# eesy peesy!



## drnh (Jun 2, 2006)

Heres a quicky!

Autosmart G101 to clean and degrease

Autosmart Finish to dress!

*Before*


















*After*


















Have fun in the sun guys!!

Daz


----------



## Fursecul (Sep 12, 2006)

Looks really good,did you cover up any electrics?:thumb:


----------



## drnh (Jun 2, 2006)

Fursecul said:


> Looks really good,did you cover up any electrics?:thumb:


No the Golf engine bay is pretty waterproof anyway but you should never jetwash any engine bay.

Its the product that does the job so theres no need for high pressure in fact theres not any need for any water to be used.

Simply rub the G101 around dirty parts, ;leave it a minute the wipe clean. Finish is water based so that`ll dry out completely anyway - besides you dont need much...too much an it will go a bit streaky.

Daz


----------



## Fursecul (Sep 12, 2006)

Ok Daz thanx for the advice:thumb:


----------



## s70rjw (Apr 18, 2006)

Looks good. Where did you get the products from?


----------



## CK888 (Apr 23, 2006)

Impressive quickie:thumb:


----------



## ncd (Dec 12, 2005)

Very nice. Is this the stuff here... http://www.smartvaleting.co.uk/index.php?cmd=cat&catid=28 (4th from bottom, on the left side)


----------



## Clark @ PB (Mar 1, 2006)

thats the one, i used to use G101 all the time :thumb:


----------



## Dave KG (Feb 23, 2006)

Looking good, impressive turnaround on the bay espeically for a "quickie". :thumb:


----------



## drnh (Jun 2, 2006)

s70rjw said:


> Looks good. Where did you get the products from?

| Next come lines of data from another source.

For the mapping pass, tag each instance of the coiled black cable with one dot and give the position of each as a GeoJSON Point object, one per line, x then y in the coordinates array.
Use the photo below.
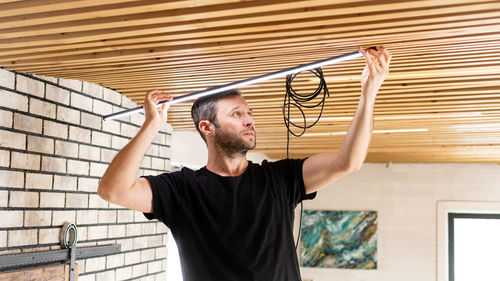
{"type": "Point", "coordinates": [299, 102]}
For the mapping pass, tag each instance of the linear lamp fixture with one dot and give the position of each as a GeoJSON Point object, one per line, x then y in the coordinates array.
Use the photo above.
{"type": "Point", "coordinates": [374, 131]}
{"type": "Point", "coordinates": [242, 83]}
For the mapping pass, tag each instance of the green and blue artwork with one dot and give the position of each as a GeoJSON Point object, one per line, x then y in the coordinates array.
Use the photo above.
{"type": "Point", "coordinates": [339, 239]}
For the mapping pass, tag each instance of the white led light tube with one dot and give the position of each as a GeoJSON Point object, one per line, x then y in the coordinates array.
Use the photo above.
{"type": "Point", "coordinates": [239, 84]}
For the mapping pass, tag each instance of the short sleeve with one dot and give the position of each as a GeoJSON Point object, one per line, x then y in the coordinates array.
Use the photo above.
{"type": "Point", "coordinates": [167, 196]}
{"type": "Point", "coordinates": [291, 172]}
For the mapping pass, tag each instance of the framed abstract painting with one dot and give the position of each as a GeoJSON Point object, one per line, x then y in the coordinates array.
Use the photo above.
{"type": "Point", "coordinates": [339, 239]}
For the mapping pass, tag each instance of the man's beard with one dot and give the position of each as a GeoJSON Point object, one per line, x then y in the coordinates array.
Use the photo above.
{"type": "Point", "coordinates": [232, 144]}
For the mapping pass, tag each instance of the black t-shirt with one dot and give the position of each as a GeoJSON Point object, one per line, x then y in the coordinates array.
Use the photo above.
{"type": "Point", "coordinates": [233, 228]}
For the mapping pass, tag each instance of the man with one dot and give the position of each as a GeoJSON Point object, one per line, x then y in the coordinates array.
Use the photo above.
{"type": "Point", "coordinates": [233, 219]}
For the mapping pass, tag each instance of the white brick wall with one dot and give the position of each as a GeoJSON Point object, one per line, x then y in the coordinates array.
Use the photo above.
{"type": "Point", "coordinates": [56, 163]}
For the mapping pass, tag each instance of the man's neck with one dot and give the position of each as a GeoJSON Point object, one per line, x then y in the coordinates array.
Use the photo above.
{"type": "Point", "coordinates": [227, 165]}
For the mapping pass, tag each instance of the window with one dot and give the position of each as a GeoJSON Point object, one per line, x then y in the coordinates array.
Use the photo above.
{"type": "Point", "coordinates": [467, 240]}
{"type": "Point", "coordinates": [473, 246]}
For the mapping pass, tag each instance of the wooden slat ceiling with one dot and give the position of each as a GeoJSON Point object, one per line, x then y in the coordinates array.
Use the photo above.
{"type": "Point", "coordinates": [444, 81]}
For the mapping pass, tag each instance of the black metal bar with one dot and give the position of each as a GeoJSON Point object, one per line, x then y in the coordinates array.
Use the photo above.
{"type": "Point", "coordinates": [45, 257]}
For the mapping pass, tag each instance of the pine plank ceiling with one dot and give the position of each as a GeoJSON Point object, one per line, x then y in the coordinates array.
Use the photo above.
{"type": "Point", "coordinates": [440, 103]}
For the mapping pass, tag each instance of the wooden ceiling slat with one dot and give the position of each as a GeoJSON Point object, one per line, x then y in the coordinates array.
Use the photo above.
{"type": "Point", "coordinates": [445, 76]}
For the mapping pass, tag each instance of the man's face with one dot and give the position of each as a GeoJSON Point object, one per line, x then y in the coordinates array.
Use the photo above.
{"type": "Point", "coordinates": [234, 126]}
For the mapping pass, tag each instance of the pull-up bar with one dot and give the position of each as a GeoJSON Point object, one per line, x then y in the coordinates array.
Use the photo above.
{"type": "Point", "coordinates": [239, 84]}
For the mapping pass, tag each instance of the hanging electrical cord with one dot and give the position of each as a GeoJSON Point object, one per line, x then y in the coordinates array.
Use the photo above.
{"type": "Point", "coordinates": [299, 101]}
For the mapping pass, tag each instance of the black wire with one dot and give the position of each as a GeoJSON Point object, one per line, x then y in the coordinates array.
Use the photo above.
{"type": "Point", "coordinates": [292, 98]}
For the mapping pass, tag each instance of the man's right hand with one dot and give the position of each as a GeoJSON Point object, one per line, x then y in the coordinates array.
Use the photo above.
{"type": "Point", "coordinates": [155, 116]}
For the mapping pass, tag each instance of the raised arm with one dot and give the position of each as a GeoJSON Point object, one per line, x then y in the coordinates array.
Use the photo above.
{"type": "Point", "coordinates": [322, 169]}
{"type": "Point", "coordinates": [119, 184]}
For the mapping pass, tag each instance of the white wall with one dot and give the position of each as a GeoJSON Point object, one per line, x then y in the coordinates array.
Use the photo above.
{"type": "Point", "coordinates": [405, 196]}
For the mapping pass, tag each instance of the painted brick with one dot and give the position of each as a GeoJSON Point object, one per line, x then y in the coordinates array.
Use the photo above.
{"type": "Point", "coordinates": [106, 216]}
{"type": "Point", "coordinates": [23, 199]}
{"type": "Point", "coordinates": [155, 241]}
{"type": "Point", "coordinates": [86, 217]}
{"type": "Point", "coordinates": [13, 100]}
{"type": "Point", "coordinates": [55, 129]}
{"type": "Point", "coordinates": [128, 103]}
{"type": "Point", "coordinates": [57, 94]}
{"type": "Point", "coordinates": [3, 239]}
{"type": "Point", "coordinates": [81, 101]}
{"type": "Point", "coordinates": [92, 89]}
{"type": "Point", "coordinates": [27, 123]}
{"type": "Point", "coordinates": [107, 155]}
{"type": "Point", "coordinates": [7, 79]}
{"type": "Point", "coordinates": [137, 119]}
{"type": "Point", "coordinates": [72, 84]}
{"type": "Point", "coordinates": [90, 277]}
{"type": "Point", "coordinates": [111, 127]}
{"type": "Point", "coordinates": [22, 237]}
{"type": "Point", "coordinates": [48, 236]}
{"type": "Point", "coordinates": [11, 179]}
{"type": "Point", "coordinates": [147, 255]}
{"type": "Point", "coordinates": [91, 120]}
{"type": "Point", "coordinates": [133, 229]}
{"type": "Point", "coordinates": [89, 152]}
{"type": "Point", "coordinates": [79, 134]}
{"type": "Point", "coordinates": [105, 276]}
{"type": "Point", "coordinates": [60, 217]}
{"type": "Point", "coordinates": [96, 264]}
{"type": "Point", "coordinates": [112, 96]}
{"type": "Point", "coordinates": [25, 161]}
{"type": "Point", "coordinates": [68, 115]}
{"type": "Point", "coordinates": [30, 86]}
{"type": "Point", "coordinates": [148, 227]}
{"type": "Point", "coordinates": [64, 182]}
{"type": "Point", "coordinates": [52, 200]}
{"type": "Point", "coordinates": [162, 276]}
{"type": "Point", "coordinates": [139, 270]}
{"type": "Point", "coordinates": [132, 257]}
{"type": "Point", "coordinates": [4, 196]}
{"type": "Point", "coordinates": [6, 118]}
{"type": "Point", "coordinates": [42, 108]}
{"type": "Point", "coordinates": [11, 218]}
{"type": "Point", "coordinates": [124, 273]}
{"type": "Point", "coordinates": [125, 216]}
{"type": "Point", "coordinates": [115, 231]}
{"type": "Point", "coordinates": [102, 108]}
{"type": "Point", "coordinates": [115, 260]}
{"type": "Point", "coordinates": [64, 148]}
{"type": "Point", "coordinates": [53, 164]}
{"type": "Point", "coordinates": [119, 142]}
{"type": "Point", "coordinates": [4, 158]}
{"type": "Point", "coordinates": [40, 144]}
{"type": "Point", "coordinates": [97, 232]}
{"type": "Point", "coordinates": [12, 140]}
{"type": "Point", "coordinates": [75, 200]}
{"type": "Point", "coordinates": [101, 139]}
{"type": "Point", "coordinates": [97, 170]}
{"type": "Point", "coordinates": [38, 181]}
{"type": "Point", "coordinates": [78, 167]}
{"type": "Point", "coordinates": [88, 184]}
{"type": "Point", "coordinates": [97, 202]}
{"type": "Point", "coordinates": [154, 267]}
{"type": "Point", "coordinates": [37, 218]}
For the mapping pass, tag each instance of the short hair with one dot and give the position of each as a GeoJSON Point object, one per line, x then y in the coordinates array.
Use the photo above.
{"type": "Point", "coordinates": [205, 108]}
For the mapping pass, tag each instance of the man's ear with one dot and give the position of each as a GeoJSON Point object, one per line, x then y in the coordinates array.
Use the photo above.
{"type": "Point", "coordinates": [207, 128]}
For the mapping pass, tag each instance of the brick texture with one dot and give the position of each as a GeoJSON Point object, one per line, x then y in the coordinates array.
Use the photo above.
{"type": "Point", "coordinates": [54, 149]}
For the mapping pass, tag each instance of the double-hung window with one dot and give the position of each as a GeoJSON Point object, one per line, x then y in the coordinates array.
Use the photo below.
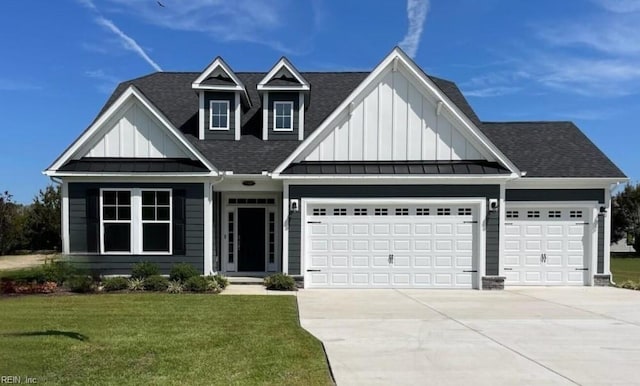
{"type": "Point", "coordinates": [116, 221]}
{"type": "Point", "coordinates": [156, 221]}
{"type": "Point", "coordinates": [136, 221]}
{"type": "Point", "coordinates": [283, 116]}
{"type": "Point", "coordinates": [218, 115]}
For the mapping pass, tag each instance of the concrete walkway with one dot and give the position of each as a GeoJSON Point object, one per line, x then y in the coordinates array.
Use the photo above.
{"type": "Point", "coordinates": [522, 336]}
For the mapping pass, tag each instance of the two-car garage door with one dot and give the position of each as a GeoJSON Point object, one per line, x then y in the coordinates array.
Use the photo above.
{"type": "Point", "coordinates": [367, 245]}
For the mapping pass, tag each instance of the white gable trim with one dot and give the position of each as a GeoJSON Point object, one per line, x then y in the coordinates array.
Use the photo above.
{"type": "Point", "coordinates": [89, 134]}
{"type": "Point", "coordinates": [283, 63]}
{"type": "Point", "coordinates": [395, 58]}
{"type": "Point", "coordinates": [219, 63]}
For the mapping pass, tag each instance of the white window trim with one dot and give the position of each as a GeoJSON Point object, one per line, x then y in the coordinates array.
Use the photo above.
{"type": "Point", "coordinates": [170, 222]}
{"type": "Point", "coordinates": [136, 221]}
{"type": "Point", "coordinates": [211, 102]}
{"type": "Point", "coordinates": [286, 103]}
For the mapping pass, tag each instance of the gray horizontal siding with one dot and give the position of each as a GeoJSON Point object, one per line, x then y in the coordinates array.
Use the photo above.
{"type": "Point", "coordinates": [220, 134]}
{"type": "Point", "coordinates": [388, 191]}
{"type": "Point", "coordinates": [121, 264]}
{"type": "Point", "coordinates": [555, 195]}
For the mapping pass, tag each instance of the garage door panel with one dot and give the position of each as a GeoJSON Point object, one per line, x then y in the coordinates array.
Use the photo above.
{"type": "Point", "coordinates": [545, 246]}
{"type": "Point", "coordinates": [384, 246]}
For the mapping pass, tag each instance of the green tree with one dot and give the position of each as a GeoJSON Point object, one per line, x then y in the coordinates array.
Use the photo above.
{"type": "Point", "coordinates": [12, 219]}
{"type": "Point", "coordinates": [43, 220]}
{"type": "Point", "coordinates": [625, 215]}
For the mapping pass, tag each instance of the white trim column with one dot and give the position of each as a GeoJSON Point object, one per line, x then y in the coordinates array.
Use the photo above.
{"type": "Point", "coordinates": [285, 227]}
{"type": "Point", "coordinates": [64, 217]}
{"type": "Point", "coordinates": [208, 228]}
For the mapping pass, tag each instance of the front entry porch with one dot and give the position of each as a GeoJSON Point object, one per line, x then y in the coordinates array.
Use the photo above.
{"type": "Point", "coordinates": [250, 234]}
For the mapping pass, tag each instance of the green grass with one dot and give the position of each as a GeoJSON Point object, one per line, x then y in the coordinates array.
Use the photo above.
{"type": "Point", "coordinates": [625, 268]}
{"type": "Point", "coordinates": [116, 339]}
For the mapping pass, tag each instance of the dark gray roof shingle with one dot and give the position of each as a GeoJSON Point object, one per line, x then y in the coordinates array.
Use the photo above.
{"type": "Point", "coordinates": [543, 149]}
{"type": "Point", "coordinates": [550, 149]}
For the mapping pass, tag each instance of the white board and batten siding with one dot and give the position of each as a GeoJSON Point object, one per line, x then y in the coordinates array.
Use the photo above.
{"type": "Point", "coordinates": [395, 121]}
{"type": "Point", "coordinates": [134, 133]}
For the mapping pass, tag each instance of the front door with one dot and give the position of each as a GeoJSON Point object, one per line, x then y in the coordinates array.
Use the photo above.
{"type": "Point", "coordinates": [251, 239]}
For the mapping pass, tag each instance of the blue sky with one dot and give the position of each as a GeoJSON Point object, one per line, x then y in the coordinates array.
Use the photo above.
{"type": "Point", "coordinates": [573, 60]}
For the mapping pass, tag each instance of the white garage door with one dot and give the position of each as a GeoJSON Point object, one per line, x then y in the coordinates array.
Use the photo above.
{"type": "Point", "coordinates": [546, 246]}
{"type": "Point", "coordinates": [390, 246]}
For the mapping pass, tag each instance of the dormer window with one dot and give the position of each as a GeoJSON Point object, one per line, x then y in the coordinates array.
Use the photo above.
{"type": "Point", "coordinates": [283, 116]}
{"type": "Point", "coordinates": [218, 115]}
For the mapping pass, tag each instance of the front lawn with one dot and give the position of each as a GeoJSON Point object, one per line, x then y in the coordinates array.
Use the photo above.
{"type": "Point", "coordinates": [158, 339]}
{"type": "Point", "coordinates": [625, 268]}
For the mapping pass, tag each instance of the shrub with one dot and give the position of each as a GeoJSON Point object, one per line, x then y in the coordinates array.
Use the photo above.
{"type": "Point", "coordinates": [58, 271]}
{"type": "Point", "coordinates": [280, 282]}
{"type": "Point", "coordinates": [144, 269]}
{"type": "Point", "coordinates": [25, 276]}
{"type": "Point", "coordinates": [196, 284]}
{"type": "Point", "coordinates": [156, 283]}
{"type": "Point", "coordinates": [222, 281]}
{"type": "Point", "coordinates": [135, 284]}
{"type": "Point", "coordinates": [117, 283]}
{"type": "Point", "coordinates": [175, 287]}
{"type": "Point", "coordinates": [81, 284]}
{"type": "Point", "coordinates": [213, 285]}
{"type": "Point", "coordinates": [183, 272]}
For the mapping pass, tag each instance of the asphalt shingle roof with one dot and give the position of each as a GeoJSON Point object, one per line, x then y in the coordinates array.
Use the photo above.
{"type": "Point", "coordinates": [550, 149]}
{"type": "Point", "coordinates": [543, 149]}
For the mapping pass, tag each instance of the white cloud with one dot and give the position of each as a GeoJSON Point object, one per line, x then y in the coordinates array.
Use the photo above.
{"type": "Point", "coordinates": [619, 6]}
{"type": "Point", "coordinates": [417, 14]}
{"type": "Point", "coordinates": [15, 85]}
{"type": "Point", "coordinates": [238, 20]}
{"type": "Point", "coordinates": [127, 42]}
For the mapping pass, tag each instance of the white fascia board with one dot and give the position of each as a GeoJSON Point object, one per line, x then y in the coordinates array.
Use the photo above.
{"type": "Point", "coordinates": [283, 62]}
{"type": "Point", "coordinates": [219, 62]}
{"type": "Point", "coordinates": [391, 60]}
{"type": "Point", "coordinates": [563, 182]}
{"type": "Point", "coordinates": [389, 179]}
{"type": "Point", "coordinates": [131, 92]}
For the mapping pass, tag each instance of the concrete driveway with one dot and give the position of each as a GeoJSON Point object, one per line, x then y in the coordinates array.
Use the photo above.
{"type": "Point", "coordinates": [521, 336]}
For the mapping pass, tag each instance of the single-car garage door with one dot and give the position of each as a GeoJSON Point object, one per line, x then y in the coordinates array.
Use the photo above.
{"type": "Point", "coordinates": [364, 245]}
{"type": "Point", "coordinates": [547, 245]}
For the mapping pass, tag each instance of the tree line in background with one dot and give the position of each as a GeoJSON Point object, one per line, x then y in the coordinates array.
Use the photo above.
{"type": "Point", "coordinates": [33, 227]}
{"type": "Point", "coordinates": [625, 216]}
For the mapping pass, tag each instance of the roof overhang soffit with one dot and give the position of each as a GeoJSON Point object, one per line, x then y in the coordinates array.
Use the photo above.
{"type": "Point", "coordinates": [219, 63]}
{"type": "Point", "coordinates": [89, 134]}
{"type": "Point", "coordinates": [392, 62]}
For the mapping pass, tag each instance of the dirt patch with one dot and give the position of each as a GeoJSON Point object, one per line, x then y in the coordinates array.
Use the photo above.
{"type": "Point", "coordinates": [22, 261]}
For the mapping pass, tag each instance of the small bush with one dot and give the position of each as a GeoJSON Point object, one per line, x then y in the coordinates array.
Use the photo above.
{"type": "Point", "coordinates": [222, 281]}
{"type": "Point", "coordinates": [629, 284]}
{"type": "Point", "coordinates": [280, 282]}
{"type": "Point", "coordinates": [25, 276]}
{"type": "Point", "coordinates": [144, 269]}
{"type": "Point", "coordinates": [135, 284]}
{"type": "Point", "coordinates": [196, 284]}
{"type": "Point", "coordinates": [175, 287]}
{"type": "Point", "coordinates": [213, 285]}
{"type": "Point", "coordinates": [156, 283]}
{"type": "Point", "coordinates": [58, 271]}
{"type": "Point", "coordinates": [183, 272]}
{"type": "Point", "coordinates": [117, 283]}
{"type": "Point", "coordinates": [81, 284]}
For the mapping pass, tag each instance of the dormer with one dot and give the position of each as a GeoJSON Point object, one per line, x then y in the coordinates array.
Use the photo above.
{"type": "Point", "coordinates": [221, 97]}
{"type": "Point", "coordinates": [284, 95]}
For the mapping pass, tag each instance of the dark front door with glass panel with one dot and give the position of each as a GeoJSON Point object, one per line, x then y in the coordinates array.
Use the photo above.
{"type": "Point", "coordinates": [251, 239]}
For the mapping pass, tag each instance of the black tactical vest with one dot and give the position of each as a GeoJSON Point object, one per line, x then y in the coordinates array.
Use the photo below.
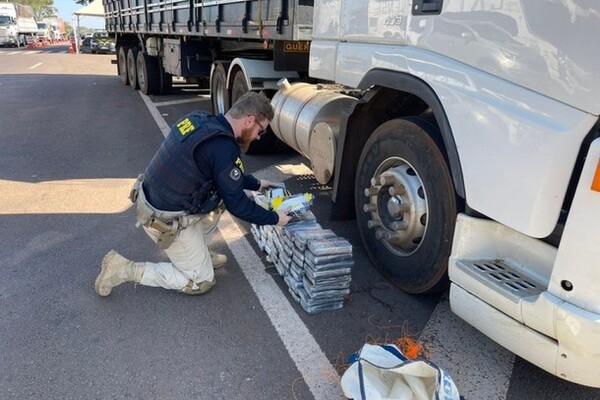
{"type": "Point", "coordinates": [172, 179]}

http://www.autosmart.co.uk just give em a shout and ask for the number of your local franchisee!

Daz


----------



## drnh (Jun 2, 2006)

Clark said:


> thats the one, i used to use G101 all the time :thumb:


Me`n`you Clarke!!

G101 brothers - seperated at birth!:lol:

Oh while i`m thinking about it - am looking at getting a new Seat Leon FR Tdi 170 have you any experience of trying one out - driving etc etc??

Daz


----------



## Detail My Ride (Apr 19, 2006)

Very Nice! :thumb:


----------



## andycap (Feb 28, 2006)

Great combo for quick effective results! I use it often! Nice work.


----------



## darms (Mar 8, 2006)

Nice work :thumb:


----------



## 182_Blue (Oct 25, 2005)

nice job mate, looks loads better


----------



## streaky (Dec 2, 2006)

looks good


----------



## drnh (Jun 2, 2006)

ncd said:


> Very nice. Is this the stuff here... http://www.smartvaleting.co.uk/index.php?cmd=cat&catid=28 (4th from bottom, on the left side)


Yup!

G101

and Finish

You can dilute them both too so they`ll last you ages

Daz


----------



## SURFERROSA (Feb 7, 2007)

What a finish. A true selling point when the time comes.
Makes all the difference.

Well done:thumb:


----------



## nicholassheppard (Oct 27, 2005)

Excellent results


----------



## dirk (Jun 2, 2007)

looks real good ther mate ,regards dirk


----------